Rakija Tradition & Heritage
That’s right, the crazy Croatians can make a Rakija out of anything, even a truffle. Hell, I’ve had Rakijas made from watermelon that had more punch than Vladimir Kličko. Just yesterday, I saw one made out of a pine tree. I didn’t taste it though as it was the only bottle in the room and was available for viewing purposes only. That’s how rare this particular variety is. I know for a fact it was made only a couple of weeks ago by someone’s grandmother in an actual basement. This is the only background story that a random Rakija connoisseur needs to verify the authenticity of such a phenomenal and, in this case, komodo-dragon like rare beverage.

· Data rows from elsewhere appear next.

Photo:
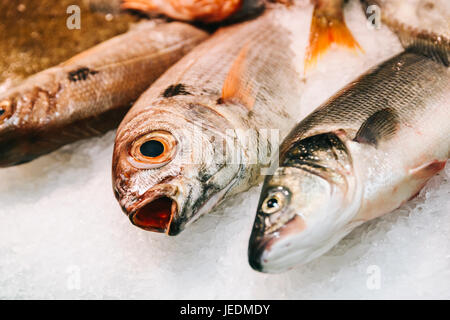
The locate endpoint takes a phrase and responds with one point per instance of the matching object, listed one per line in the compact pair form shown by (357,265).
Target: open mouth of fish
(155,215)
(156,210)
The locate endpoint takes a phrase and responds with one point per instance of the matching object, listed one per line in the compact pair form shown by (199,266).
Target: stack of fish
(208,113)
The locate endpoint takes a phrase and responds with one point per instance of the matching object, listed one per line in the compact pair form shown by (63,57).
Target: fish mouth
(261,254)
(155,215)
(257,252)
(156,211)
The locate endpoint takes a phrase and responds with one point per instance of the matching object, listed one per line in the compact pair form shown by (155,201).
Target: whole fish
(196,10)
(200,133)
(362,154)
(90,93)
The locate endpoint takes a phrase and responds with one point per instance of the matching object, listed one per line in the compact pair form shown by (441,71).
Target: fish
(362,154)
(328,27)
(90,93)
(208,11)
(200,134)
(428,16)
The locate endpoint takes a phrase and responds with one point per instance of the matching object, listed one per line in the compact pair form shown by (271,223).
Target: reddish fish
(90,93)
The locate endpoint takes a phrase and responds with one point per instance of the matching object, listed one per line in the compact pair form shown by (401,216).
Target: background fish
(169,163)
(90,93)
(362,154)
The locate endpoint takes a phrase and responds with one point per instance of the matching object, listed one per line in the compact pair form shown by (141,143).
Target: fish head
(169,166)
(15,144)
(304,209)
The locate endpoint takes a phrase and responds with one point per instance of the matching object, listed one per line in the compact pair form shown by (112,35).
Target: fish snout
(267,250)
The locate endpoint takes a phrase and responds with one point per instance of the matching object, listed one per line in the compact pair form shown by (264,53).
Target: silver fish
(90,93)
(362,154)
(179,152)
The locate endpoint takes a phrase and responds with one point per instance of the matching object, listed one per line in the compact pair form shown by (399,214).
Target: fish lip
(164,193)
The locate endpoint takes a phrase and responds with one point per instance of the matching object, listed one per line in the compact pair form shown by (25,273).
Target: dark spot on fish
(152,148)
(81,74)
(175,90)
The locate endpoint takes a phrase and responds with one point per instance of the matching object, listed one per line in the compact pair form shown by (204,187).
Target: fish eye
(153,150)
(275,201)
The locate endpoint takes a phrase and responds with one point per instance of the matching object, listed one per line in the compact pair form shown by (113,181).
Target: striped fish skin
(362,154)
(261,57)
(90,93)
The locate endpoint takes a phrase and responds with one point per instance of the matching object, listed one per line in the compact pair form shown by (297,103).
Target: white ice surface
(63,235)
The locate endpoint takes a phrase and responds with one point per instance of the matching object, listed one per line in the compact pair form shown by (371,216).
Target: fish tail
(141,5)
(327,27)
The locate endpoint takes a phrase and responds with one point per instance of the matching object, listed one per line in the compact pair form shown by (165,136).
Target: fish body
(195,137)
(362,154)
(90,93)
(193,10)
(428,16)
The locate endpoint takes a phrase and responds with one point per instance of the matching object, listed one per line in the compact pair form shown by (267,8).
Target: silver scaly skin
(245,77)
(362,154)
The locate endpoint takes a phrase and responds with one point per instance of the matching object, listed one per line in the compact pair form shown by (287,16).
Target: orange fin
(428,170)
(327,27)
(237,86)
(141,5)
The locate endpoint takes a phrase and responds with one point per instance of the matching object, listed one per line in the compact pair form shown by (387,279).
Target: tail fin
(327,27)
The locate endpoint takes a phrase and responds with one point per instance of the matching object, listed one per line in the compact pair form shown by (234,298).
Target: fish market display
(90,93)
(362,154)
(202,131)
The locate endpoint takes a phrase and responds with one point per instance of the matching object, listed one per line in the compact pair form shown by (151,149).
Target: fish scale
(392,127)
(243,77)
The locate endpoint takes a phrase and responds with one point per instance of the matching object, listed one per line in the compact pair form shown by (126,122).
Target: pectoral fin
(327,27)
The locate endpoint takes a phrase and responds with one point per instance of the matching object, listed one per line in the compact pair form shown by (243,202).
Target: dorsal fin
(237,87)
(380,126)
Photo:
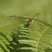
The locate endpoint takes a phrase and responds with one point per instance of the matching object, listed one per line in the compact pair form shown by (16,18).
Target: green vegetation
(15,37)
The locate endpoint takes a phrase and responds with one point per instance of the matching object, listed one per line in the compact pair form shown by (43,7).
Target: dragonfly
(30,20)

My own grandfather still makes Rakija in his own little country house. It makes for a perfect hobby, when you think about it. He used to make his own wine before but as he got older – the wine started to resemble Rakija. The switch to pursue Rakija and Rakija alone was a logical step up in his hobby on the side, so to speak. The entire process is not that complicated. It consists of fermentation and distillation of fruit, vegetables, various herbs, even trees for that matter, depending what you want your Rakija to taste like. ‘If you can suck anything out of it, you can make Rakija with it’. Thats a claim that provides you with a brief but sharp insight into the Rakija making process.
The final product was extraordinary in every sense of that term. It was so strong that only by looking at it, you could feel your body healing itself. The lowest amount of alcohol a variety of Rakija can have without being mistaken for a smoothie is 20%. Anything below that is a milkshake when we’re talking about Rakijas. The highest legal percentage would be around 60%. This particular brand of Rakija which I actually named right before I passed out from it, was completely transparent, as if you just extracted the essence from the tree of life and somehow bottled it.
Do’s and Don’ts When Making Rakija?
The fruit we used to make this variety of Rakija was plum, or “šljiva” in Croatian. The Rakija is therefore named “šljivovica”. In order to actually create this godly nectar, the chosen fruit has to go through fermentation and distillation. And that’s where the magic happens. In the case of “šljivovica” if you distil the fermented plum too early, the consequences can be dire because if the sugar within the plum isn’t heated enough, the quantity and quality of the beverage will suffer for it. On the other hand, if you distill too late, the amount of alcohol will be much lower and as I mentioned before, anything below 20% is not acceptable and does not constitute a Rakija. So the trick is to distill the fermented fruit within two to three weeks after fermentation the latest. Or preferably do it somewhere around the 11th day and try to achieve that perfect ratio required for top quality Rakija.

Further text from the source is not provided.